Nolde, Beck e la guerra

Nella sezione “la crudeltà dell’uomo” c’è un dipinto di Beck intitolato Apokalypse, che ritrae un uomo che urla con le braccia alzate, mentre sullo sfondo ci sono le luci della guerra, a testimonianza dell’esperienza dell’artista durante il secondo conflitto mondiale.

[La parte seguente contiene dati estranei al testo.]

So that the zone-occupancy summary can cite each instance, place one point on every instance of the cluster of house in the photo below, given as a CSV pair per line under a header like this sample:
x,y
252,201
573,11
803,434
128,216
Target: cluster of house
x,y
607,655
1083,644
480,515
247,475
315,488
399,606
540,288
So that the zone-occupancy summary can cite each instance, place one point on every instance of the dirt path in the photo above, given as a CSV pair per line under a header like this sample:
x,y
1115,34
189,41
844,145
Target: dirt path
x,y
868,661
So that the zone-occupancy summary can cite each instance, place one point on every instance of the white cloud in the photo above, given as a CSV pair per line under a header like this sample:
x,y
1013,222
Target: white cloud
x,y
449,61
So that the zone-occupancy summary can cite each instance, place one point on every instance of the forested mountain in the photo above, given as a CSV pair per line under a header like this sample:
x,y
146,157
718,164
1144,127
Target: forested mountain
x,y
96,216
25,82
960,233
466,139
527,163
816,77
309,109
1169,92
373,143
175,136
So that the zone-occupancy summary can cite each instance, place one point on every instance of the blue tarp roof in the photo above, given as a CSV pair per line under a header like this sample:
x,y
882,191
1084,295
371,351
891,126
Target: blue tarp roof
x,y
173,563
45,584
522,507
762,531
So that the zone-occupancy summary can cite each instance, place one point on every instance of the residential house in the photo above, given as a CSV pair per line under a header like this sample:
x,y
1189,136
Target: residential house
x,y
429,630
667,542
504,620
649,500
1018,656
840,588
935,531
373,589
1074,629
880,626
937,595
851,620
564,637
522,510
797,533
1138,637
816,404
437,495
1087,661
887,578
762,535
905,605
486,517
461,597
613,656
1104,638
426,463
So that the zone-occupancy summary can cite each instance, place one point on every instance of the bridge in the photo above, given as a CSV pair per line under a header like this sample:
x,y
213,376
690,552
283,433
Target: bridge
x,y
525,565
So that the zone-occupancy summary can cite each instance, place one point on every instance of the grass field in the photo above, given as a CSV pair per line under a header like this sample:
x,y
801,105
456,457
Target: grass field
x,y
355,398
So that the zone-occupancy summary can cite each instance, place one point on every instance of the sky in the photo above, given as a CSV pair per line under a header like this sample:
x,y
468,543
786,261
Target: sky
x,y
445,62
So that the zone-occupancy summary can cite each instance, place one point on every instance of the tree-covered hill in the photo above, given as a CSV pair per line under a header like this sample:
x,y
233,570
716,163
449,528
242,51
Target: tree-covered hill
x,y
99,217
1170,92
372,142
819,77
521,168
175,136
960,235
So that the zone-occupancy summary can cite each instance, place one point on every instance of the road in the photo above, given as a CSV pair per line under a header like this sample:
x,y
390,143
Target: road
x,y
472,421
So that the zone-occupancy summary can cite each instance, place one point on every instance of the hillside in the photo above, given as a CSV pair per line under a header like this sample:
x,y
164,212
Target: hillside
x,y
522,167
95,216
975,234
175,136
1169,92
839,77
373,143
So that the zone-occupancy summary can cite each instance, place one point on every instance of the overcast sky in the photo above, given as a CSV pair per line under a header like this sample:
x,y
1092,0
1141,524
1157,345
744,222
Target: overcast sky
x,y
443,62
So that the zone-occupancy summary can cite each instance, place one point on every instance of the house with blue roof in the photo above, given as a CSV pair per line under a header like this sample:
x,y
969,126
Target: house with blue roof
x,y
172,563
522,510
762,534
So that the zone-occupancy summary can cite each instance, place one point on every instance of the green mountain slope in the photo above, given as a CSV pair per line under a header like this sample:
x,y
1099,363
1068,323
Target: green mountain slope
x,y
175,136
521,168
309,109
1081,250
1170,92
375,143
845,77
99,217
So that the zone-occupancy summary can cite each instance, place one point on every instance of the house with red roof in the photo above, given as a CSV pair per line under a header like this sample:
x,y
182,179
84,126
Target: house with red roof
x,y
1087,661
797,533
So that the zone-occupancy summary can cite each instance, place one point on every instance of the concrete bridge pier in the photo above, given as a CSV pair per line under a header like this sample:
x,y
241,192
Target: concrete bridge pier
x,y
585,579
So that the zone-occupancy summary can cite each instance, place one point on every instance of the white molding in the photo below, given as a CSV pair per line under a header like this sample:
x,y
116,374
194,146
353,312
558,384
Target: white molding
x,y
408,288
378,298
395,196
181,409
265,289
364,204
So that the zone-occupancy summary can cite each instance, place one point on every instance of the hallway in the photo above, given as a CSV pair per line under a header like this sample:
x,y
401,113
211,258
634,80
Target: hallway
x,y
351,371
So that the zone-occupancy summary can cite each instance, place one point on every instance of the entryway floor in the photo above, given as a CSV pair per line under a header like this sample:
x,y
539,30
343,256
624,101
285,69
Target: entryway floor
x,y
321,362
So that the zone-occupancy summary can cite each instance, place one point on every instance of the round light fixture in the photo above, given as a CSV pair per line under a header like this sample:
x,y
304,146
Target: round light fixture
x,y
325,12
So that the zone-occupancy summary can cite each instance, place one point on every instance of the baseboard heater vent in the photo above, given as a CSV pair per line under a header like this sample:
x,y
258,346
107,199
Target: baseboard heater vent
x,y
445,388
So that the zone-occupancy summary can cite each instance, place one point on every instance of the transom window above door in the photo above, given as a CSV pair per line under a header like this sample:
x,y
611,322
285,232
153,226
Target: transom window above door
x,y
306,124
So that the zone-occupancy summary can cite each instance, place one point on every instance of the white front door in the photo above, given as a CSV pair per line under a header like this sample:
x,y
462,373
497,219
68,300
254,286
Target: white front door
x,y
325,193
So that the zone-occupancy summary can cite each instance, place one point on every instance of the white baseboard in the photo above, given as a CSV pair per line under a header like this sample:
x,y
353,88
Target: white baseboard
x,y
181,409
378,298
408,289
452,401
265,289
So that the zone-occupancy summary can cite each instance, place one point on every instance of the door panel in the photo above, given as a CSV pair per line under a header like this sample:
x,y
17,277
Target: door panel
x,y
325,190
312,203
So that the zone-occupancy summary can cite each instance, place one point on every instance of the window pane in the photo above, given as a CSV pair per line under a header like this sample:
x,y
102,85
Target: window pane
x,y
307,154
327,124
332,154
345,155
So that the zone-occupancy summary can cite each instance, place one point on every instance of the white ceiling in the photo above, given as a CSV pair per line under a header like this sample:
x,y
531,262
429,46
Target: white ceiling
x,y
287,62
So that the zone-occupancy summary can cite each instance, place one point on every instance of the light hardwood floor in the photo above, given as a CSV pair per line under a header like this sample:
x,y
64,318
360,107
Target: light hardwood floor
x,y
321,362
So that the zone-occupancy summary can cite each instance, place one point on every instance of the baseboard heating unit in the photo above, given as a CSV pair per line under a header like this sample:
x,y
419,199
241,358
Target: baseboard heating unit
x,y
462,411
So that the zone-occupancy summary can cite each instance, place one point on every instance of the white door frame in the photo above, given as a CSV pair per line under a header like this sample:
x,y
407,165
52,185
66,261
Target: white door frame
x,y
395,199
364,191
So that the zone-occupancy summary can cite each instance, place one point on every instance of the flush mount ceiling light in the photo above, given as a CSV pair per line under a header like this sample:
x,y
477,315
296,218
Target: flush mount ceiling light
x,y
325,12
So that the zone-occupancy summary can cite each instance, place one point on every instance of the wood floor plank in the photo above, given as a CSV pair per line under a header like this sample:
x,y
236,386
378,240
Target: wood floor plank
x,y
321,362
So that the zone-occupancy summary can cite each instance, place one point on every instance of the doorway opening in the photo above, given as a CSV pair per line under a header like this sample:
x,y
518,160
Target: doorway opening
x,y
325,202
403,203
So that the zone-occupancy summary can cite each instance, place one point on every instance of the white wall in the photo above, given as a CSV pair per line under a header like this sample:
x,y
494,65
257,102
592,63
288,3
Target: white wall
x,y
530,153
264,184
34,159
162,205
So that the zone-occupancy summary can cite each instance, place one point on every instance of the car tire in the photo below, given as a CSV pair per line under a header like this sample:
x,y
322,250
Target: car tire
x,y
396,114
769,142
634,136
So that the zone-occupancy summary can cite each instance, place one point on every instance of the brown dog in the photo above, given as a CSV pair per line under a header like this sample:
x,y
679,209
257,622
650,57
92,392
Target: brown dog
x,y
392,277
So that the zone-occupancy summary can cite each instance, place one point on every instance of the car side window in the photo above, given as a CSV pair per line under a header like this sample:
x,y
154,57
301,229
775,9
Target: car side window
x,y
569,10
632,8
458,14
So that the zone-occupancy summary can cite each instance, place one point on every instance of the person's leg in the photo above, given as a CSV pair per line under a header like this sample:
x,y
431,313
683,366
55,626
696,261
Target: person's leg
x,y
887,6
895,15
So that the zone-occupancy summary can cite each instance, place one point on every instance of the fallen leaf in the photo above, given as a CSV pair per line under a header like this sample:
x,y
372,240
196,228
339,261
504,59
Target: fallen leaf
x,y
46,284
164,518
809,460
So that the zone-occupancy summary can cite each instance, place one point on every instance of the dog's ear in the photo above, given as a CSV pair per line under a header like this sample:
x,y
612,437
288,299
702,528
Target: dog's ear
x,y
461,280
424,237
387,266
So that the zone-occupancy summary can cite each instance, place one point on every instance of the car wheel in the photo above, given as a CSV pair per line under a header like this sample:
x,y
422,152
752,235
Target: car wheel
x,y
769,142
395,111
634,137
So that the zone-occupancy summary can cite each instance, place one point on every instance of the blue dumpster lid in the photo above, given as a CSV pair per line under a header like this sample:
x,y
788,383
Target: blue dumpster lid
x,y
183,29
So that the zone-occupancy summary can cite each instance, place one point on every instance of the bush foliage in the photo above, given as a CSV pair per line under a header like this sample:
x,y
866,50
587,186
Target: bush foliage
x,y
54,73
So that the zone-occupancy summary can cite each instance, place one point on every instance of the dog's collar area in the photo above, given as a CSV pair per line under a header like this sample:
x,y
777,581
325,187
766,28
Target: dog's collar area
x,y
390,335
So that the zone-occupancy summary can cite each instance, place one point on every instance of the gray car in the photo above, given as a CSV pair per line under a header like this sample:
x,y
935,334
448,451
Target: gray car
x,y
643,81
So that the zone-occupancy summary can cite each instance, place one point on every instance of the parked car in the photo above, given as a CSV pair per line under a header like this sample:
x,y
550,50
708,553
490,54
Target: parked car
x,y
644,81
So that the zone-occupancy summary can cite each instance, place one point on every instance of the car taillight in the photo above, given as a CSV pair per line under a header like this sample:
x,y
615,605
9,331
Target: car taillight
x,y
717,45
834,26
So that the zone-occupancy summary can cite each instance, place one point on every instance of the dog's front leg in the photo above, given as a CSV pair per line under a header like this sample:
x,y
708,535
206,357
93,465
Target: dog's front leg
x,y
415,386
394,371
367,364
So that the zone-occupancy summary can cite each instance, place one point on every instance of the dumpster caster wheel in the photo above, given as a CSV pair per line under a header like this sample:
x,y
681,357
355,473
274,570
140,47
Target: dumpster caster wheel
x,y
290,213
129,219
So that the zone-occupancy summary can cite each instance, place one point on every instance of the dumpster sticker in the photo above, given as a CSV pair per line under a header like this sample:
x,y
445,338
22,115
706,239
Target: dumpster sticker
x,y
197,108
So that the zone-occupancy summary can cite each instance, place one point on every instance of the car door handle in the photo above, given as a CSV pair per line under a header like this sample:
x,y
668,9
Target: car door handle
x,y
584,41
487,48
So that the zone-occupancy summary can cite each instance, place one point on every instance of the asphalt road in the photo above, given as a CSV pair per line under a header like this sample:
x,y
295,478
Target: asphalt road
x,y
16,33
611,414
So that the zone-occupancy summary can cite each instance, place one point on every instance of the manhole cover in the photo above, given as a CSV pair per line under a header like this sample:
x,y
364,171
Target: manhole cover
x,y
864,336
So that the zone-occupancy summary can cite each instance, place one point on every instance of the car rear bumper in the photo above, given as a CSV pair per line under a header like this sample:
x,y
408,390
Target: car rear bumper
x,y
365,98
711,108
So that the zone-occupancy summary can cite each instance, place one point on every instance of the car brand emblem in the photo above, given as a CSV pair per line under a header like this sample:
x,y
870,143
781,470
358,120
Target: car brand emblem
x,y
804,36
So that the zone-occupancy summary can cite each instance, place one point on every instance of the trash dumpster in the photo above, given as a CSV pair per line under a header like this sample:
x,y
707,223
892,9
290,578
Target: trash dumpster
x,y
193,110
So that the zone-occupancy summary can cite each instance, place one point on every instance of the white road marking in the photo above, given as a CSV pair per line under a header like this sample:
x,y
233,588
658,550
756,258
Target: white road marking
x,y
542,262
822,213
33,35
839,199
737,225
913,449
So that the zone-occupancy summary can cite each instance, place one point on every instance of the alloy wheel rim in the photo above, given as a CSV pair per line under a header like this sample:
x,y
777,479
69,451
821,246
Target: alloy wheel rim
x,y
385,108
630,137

Beck è stato arruolato in guerra come musicista“, racconta la direttrice artistica della Fondazione, “infatti non avrebbe voluto partecipare al conflitto. Nolde invece ha tutt’altra esperienza in quegli anni. Durante il regime nazionalsocialista l’arte di Nolde è stata considerata arte degenerata ed è stato uno degli artisti che più hanno sofferto del regime, perché più di mille delle sue opere sono state o confiscate o distrutte. Nolde è nato a fine ottocento in una zona della Germania che negli anni venti è passata alla Danimarca, per cui aveva il passaporto danese ma si sentiva profondamente tedesco. Con il regime si aspettava di essere riconosciuto come artista tedesco e invece è avvenuto il contrario e questo fatto lo ha spinto a una segregazione verso nord. Gli era vietato dipingere, come artista non aveva neanche l’autorizzazione a comprare i materiali, per questo durante la guerra ha dipinto dei piccoli acquarelli, dei dipinti non dipinti. Questo tipo di quadro di Nolde avrà un’influenza sulle miniature di Beck”.

La forza del colore

Nella mostra c’è una parte dedicata alle miniature di Beck che si rifanno ai quadri di piccolo formato di Nolde, ma che in realtà nascono casualmente.

Una miniatura di Herbert Beck

L’artista infatti dipingeva sempre tele di grande formato e mentre lavorava teneva accanto a sé delle strisce di carta bianca su cui puliva i pennelli: per realizzare le miniature ha selezionato delle inquadrature di queste strisce usando dei passe-partout e ricercando delle visioni.

Completano il percorso espositivo due interessanti video sugli artisti, di cui uno include un’intervista a Herbert Beck, per entrare ancora di più nella forza del colore dei due espressionisti tedeschi.